Linguistica storica mod. 1
Definizione della disciplina e classificazione genetica, tipologica, areale delle lingue
Che cos’è la linguistica storica?
Storico e diacronico sono spesso utilizzati come sinonimi, ma in realtà vi sono minime differenze che spesso vengono convenzionate; storico vuole agganciare un determinato fenomeno linguistico ad un determinato periodo storico, vi si propone dunque una periodizzazione del fenomeno stesso.
Se dico che la prima mutazione consonantica è avvenuta tra il 400-200 a.C. faccio una periodizzazione di un fenomeno, analisi storica.
La diacronia non per forza deve essere agganciata alla periodizzazione storica; alla diacronia interessano infatti gli stadi sincronici successivi che si operano all’interno dei sistemi linguistici.
La regolarità e la sistematicità sono proprietà fondamentali del mutamento linguistico, per questo è misurabile. Se fosse casuale non si potrebbe leggere retrospettivamente la storia di una lingua. Il mutamento può essere studiato, si possono costruire gli stadi precedenti.
La linguistica storica è perlopiù costruttiva, infatti vi sono poche possibilità di fare proiezioni (solo alcuni cambiamenti tipologici si possono predire).
Differenza tra studi diacronici e sincronici
Spesso nei licei classici si presentano le lingue antiche come molto diverse dalle nostre. Quando si studiano gli stadi precedenti di una lingua ancora parlata (es. inglese), essi sono una lingua naturale, che nella sua struttura linguistica non è poi così diversa dalla lingua che viene parlata oggi.

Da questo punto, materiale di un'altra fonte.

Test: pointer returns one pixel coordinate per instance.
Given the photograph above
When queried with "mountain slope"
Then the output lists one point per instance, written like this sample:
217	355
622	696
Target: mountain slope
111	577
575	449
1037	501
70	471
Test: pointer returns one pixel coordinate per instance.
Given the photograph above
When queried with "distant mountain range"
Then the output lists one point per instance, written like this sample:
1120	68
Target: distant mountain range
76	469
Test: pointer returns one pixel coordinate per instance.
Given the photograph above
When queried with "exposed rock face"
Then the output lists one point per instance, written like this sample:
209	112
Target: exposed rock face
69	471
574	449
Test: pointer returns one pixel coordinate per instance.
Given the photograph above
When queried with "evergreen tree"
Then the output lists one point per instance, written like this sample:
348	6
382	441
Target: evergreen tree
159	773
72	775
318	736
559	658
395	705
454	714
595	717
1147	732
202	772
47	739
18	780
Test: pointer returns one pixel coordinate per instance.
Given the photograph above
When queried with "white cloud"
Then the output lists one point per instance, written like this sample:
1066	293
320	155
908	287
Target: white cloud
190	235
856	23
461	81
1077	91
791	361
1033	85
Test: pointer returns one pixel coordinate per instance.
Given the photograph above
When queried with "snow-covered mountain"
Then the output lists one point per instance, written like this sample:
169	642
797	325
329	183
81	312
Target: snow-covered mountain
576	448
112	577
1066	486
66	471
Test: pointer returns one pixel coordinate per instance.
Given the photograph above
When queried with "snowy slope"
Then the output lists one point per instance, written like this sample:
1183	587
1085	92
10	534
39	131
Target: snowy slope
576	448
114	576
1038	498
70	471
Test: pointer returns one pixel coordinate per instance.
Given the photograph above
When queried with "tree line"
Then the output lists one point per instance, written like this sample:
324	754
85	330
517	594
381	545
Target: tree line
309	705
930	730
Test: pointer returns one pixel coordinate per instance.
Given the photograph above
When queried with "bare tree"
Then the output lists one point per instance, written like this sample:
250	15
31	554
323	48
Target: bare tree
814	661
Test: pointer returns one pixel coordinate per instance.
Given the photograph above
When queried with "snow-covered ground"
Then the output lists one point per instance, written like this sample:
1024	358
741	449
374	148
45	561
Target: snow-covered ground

Si può attuare alle lingue antiche lo stesso approccio con cui vengono studiate le lingue moderne, attribuendo le stesse categorie (morfemi, fonemi), la difficoltà sta nel riconoscerli.
La differenza nello studio diacronico e sincronico non sta nel metodo diverso che lo studioso viene ad applicare o la differenza strutturale delle lingue che si hanno in esame (antiche vs moderne) - sennò non riusciremo e sarebbe perfino inutile studiarle -, ma sta nel fatto che bisogna adattare i metodi soprattutto al fatto che non esistono parlanti nativi e al fatto che per studiare gli stadi antichi delle lingue i dati che si hanno a disposizione per studiarle provengono prevalentemente da fonti scritte (es. foglio di pergamena) che comportano talvolta una serie di limiti, tra cui:
- Pronunce ricostruite sulle norme grafiche;
- Un processo di standardizzazione con l’avvento della stampa); grafie non standardizzate nel periodo medievale (comincia.
Classificazione delle lingue
Non esiste un unico metodo per classificare le lingue.
La classificazione genetica è basata sulla parentela evolutiva; le lingue sono raggruppate in famiglie in base al fatto che esse risalgono ad una lingua madre.
Lingue romanze → Latino (attestata, provata).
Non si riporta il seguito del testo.